AI

Most people when making capital investments in equipment are worried of three things: performance, price and total cost of the ownership. So it is vital to set a benchmark on which you can depend to understand the performance without a sort of pricing since it is impossible to calculate total cost of ownership. This is the same case for advanced systems that use AI applications like for cargo aircraft, an electronic locomotive etc. 

And this where the MLPerf benchmark suite steps in. It’s been just three years that researchers and engineers from Baidu, Harvard University, Google, Stanford University and University of California Berkeley have been administered by the MLCommons consortium that was formed in December 2020. And then it has become a quick suite to demonstrate the performance of their AI systems. 

MLCommons has nearly 70 member organizations that include researchers at top universities, cloud builders and semiconductor makers trying to prove that they have the best compute engines for AI. The MLPerf benchmark suite started out with ML training tests in 2018 and followed by benchmarks aimed at running training workloads on classical supercomputers focusing on HPC modeling and simulation.

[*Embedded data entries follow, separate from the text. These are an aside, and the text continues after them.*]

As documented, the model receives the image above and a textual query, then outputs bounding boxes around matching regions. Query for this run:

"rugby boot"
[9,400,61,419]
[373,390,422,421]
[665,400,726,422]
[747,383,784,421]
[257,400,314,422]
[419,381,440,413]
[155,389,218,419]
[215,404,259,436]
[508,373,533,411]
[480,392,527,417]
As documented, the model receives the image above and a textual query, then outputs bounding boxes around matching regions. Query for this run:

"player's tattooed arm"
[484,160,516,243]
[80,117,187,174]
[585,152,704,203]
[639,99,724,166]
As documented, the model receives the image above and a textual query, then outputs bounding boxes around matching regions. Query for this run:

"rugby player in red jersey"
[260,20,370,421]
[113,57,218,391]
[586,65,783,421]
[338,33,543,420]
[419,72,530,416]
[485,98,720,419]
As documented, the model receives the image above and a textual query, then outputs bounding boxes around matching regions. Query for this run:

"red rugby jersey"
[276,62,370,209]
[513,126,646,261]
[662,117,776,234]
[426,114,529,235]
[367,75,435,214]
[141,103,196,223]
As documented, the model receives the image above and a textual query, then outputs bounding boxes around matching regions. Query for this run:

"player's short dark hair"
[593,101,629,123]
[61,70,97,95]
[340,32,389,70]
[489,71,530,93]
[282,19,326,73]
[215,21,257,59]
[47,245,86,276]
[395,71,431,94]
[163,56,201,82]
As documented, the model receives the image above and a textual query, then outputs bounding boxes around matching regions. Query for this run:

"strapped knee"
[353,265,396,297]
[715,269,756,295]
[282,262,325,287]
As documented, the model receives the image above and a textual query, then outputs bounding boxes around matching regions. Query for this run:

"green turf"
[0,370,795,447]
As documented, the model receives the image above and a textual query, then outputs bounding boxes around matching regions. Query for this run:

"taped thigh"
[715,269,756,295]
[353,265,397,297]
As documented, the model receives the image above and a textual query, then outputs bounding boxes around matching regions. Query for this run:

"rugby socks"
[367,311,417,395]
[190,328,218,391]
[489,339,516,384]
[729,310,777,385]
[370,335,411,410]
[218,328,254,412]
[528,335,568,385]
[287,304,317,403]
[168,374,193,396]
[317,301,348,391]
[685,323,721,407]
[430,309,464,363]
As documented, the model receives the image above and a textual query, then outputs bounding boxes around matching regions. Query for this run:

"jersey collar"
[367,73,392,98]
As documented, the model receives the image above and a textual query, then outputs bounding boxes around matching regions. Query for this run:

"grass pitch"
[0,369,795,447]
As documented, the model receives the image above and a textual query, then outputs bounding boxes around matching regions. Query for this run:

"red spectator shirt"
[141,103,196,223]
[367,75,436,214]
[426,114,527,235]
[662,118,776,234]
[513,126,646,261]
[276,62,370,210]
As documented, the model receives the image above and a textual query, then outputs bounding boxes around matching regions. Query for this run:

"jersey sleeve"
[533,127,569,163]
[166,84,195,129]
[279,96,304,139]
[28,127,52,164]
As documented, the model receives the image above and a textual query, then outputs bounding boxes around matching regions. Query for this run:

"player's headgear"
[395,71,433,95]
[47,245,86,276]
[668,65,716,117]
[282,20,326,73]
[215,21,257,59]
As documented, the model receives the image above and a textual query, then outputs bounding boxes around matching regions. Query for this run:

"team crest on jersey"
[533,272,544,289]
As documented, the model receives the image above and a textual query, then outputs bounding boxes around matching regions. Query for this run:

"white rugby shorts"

Later in 2019, MLPerf released a set of ML inference benchmarks, expanding upon the mobile devices too. ‘

When Dell and Hewlett Packard Enterprises are exploding this is because of AI applications making them the fastest growing products in the company’s three decades in the server business. The MLPerf benchmark suite creates a virtuous cycle, driving hardware and software engineers to create and design their systems for diverse AI algorithms that support image recognition, and recommendation engines. And the companies exploring customer demands and coming up with AI systems will have an edge over the MLPerf tests rankings. 

For all this having a suite of benchmarks is mandatory. The MLPerf v0.7 training benchmark results were in the last July of 2020 where Alibaba, Dell, Fujitsu, Google, Inspur, Intel, Nvidia, SIAT, and Tencent have submitted their benchmark results for their systems where the rankings goes as: 1 Inspur, 2 NVIDIA, 3 NVIDIA, 4 Alibaba, 5 Fujitsu, 6 NVIDIA, 7 DellEMC, 8 DellEMC, 9 Intel. 

Over years, MLCommons have been able to plot the performance that jumps with CPU, GPU, FPGA and custom ASIC devices that can be used across various devices for both training and interference workloads. 

Since Inspur tops the ranking, what it does for customers for real workloads and for its own MLPerf tests is that it has a unique design and software that turns capabilities and customers to turn towards and see how their AI application and workflows can relate. It has done MLperf optimizations that have open sourced the code to GitHub to help customers achieve AI performance faster on their applications. The other thing Inspur can leverage is on its supply chain and scale of its server business that can be cost effective for AI systems. And the best thing you could do is to know the power that AI systems consume working as power is a factor in AI system architecture.